Quante cose stavano cambiando! Quanto stavo imparando a conoscere! Quante cose mi ero persa fino a quel momento!
Quel giorno di mezza estate fu la prima e unica volta che vidi la signora Amalia che, come seppi da Lidia di lì a pochi giorni, era convalescente da una brutta caduta che le aveva procurato la rottura del femore destro. Lidia mi disse anche che la signora Amalia era stata una vivaista molto appassionata e che le aveva insegnato tutto quello che sapeva. Era una donna taciturna e particolare, amava solamente i fiori e le piante a cui aveva dedicato l’esistenza senza occuparsi di nient’altro.
La figura di questa donna anziana nella mia mente si era ritagliata uno spazio in cui confluivano tutto ciò che stavo imparando in fioreria e tutto quello che mi sarebbe piaciuto diventare. Mi dispiacque di non averla vista mai più ma mi sentii comunque molto arricchita dal pomeriggio trascorso insieme in cui imparai ad assaporare tutta la vitalità che riesce a contenere ogni singolo fiore.
Nel frattempo, la mia abilità di fiorista andava aumentando di giorno in giorno rivelando attitudini creative che non immaginavo nemmeno di possedere e una sensibilità notevole verso la natura e il rispetto di essa. I bouquet erano la mia specialità e ormai, già dalla fine di luglio, le clienti affezionate si affidavano a me per i mazzi da tenere in casa e quelli da regalare.
Quell’estate misi su otto chili. Il mio corpo si era irrobustito, le spigolosità della magrezza stavano lasciando il posto a curve morbide e femminili e persino il cibo iniziava a conquistarmi con dei sapori cui prima non prestavo attenzione. Ai primi di settembre ebbi la prima mestruazione.
Mamma era felicissima di tutti i cambiamenti che avevano compiuto su di me l’estate di lavoro e la sua idea di mandarmi da Lidia e papà, da allora, ogni tanto mi regala un mazzetto di bucaneve, i miei preferiti. I primi a spuntare alla fine dell’inverno.

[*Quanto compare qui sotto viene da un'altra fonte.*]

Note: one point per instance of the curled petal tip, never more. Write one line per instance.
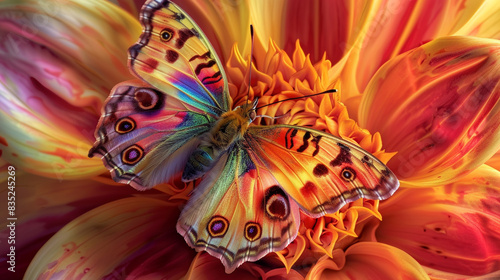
(438, 107)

A volte mi capita di pensare a quel periodo di vuoto e buio in cui non mi fregava niente di niente e non posso fare a meno di credere che i fiori mi hanno restituito la vita, o meglio, i fiori mi hanno dato la vita e mi hanno insegnato l’amore. Sono nata a quindici anni, d’estate. L’estate che lavorai con i fiori.